Page:Yonge - L'héritier de Redclyffe, Vol 2, 1855.djvu/237

Cette page a été validée par deux contributeurs.
— 231 —

pas qu’Amable s’en doutât, aussi je ne la blâme pas d’avoir accepté M. Walter Morville ; d’ailleurs elle n’a jamais eu de volonté à elle.

— Ce ne serait pas une mauvaise spéculation pour lui. Elle doit avoir un beau douaire. Mais qu’est-ce qui vous fait croire cela ?
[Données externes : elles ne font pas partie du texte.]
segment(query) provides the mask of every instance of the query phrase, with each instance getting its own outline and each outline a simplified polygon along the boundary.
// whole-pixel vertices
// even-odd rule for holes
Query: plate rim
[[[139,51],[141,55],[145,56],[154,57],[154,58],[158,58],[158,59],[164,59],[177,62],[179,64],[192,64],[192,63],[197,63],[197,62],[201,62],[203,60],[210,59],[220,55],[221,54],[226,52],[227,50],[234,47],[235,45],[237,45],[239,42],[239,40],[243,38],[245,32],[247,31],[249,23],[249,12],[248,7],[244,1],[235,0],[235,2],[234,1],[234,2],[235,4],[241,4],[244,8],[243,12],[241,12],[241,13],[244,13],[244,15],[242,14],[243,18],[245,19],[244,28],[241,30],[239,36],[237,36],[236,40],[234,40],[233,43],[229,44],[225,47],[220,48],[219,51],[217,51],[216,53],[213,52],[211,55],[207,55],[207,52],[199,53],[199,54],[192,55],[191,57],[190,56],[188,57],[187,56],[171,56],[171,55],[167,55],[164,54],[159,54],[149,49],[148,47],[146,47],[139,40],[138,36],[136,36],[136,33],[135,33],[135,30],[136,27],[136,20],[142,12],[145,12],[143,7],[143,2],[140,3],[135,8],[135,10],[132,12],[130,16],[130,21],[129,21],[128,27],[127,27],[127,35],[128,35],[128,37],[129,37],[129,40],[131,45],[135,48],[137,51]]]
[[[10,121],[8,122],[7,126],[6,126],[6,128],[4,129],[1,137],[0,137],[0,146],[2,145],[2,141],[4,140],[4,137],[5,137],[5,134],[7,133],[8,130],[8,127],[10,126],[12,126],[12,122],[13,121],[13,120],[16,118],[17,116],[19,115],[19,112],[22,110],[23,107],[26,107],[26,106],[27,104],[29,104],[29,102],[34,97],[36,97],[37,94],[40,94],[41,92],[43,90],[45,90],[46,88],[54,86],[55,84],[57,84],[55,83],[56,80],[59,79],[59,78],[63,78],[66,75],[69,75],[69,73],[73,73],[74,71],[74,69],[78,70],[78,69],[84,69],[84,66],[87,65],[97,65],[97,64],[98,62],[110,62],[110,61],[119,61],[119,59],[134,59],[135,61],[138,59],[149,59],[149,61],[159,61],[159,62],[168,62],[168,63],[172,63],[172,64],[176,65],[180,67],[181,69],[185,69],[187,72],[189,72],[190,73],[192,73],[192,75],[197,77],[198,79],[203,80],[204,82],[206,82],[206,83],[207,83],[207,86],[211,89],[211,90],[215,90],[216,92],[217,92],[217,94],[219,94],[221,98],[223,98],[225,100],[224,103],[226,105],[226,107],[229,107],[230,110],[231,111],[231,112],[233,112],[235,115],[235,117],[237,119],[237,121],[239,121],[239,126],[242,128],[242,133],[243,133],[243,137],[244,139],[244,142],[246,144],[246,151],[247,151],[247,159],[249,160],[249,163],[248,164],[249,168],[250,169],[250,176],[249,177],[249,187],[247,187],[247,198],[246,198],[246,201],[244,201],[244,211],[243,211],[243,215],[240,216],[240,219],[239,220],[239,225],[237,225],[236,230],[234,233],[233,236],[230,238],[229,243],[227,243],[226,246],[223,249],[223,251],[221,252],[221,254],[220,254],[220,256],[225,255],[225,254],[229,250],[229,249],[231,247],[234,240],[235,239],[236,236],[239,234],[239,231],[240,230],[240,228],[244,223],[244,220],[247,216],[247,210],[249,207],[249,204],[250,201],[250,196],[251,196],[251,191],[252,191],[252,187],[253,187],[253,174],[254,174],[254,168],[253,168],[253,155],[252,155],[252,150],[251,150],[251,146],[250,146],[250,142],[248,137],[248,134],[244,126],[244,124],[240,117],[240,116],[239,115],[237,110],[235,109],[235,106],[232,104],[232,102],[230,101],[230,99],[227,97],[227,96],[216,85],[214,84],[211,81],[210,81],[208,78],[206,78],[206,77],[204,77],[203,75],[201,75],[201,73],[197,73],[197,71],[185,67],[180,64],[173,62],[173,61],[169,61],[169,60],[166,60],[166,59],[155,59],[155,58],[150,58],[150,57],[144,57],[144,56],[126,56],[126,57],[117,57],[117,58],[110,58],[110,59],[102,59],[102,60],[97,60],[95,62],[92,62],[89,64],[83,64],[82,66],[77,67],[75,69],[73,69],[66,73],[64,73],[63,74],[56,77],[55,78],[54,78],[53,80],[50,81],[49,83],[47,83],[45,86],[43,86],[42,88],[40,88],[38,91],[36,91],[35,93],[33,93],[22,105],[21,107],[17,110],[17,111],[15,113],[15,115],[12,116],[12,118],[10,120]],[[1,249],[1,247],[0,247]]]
— Une foule de circonstances. Ne vous souvenez-vous pas qu’il n’a pas voulu aller à leur mariage ? Il ne parle d’elle que comme d’une sainte ; il ne peut souffrir qu’on prononce son nom, garde ses lettres pour les ouvrir quand il est seul, et semble en recevoir plus de calme que toute autre chose. Ah ! soyez sûr que c’était pour l’éviter qu’il a refusé d’aller à Venise avec eux !

— Il faut que Walter ne s’en soit pas douté, puisqu’ils sont allés le soigner eux-mêmes.

— Je ne pense pas que ni lui ni Amable s’en doutassent. Philippe a tant d’empire sur lui-même.

Les suppositions de madame Henley l’empêchèrent de parler davantage à Philippe d’Amable et de Redclyffe. Mais il avait assez à souffrir sans cela. Les défauts de sa sœur, qu’il ne pouvait s’empêcher de voir, étaient comme une exagération des siens, et lui en faisaient voir la laideur ; cependant il sentait qu’il lui devait de la reconnaissance pour la tendresse qu’elle lui témoignait, sans se douter de ce qu’elle lui faisait souvent souffrir. Il avait repris son extérieur ferme et réservé ; mais, au dedans, il avait bien des places sensibles, que les moindres allusions à Walter et à ses faux jugements faisaient douloureusement saigner.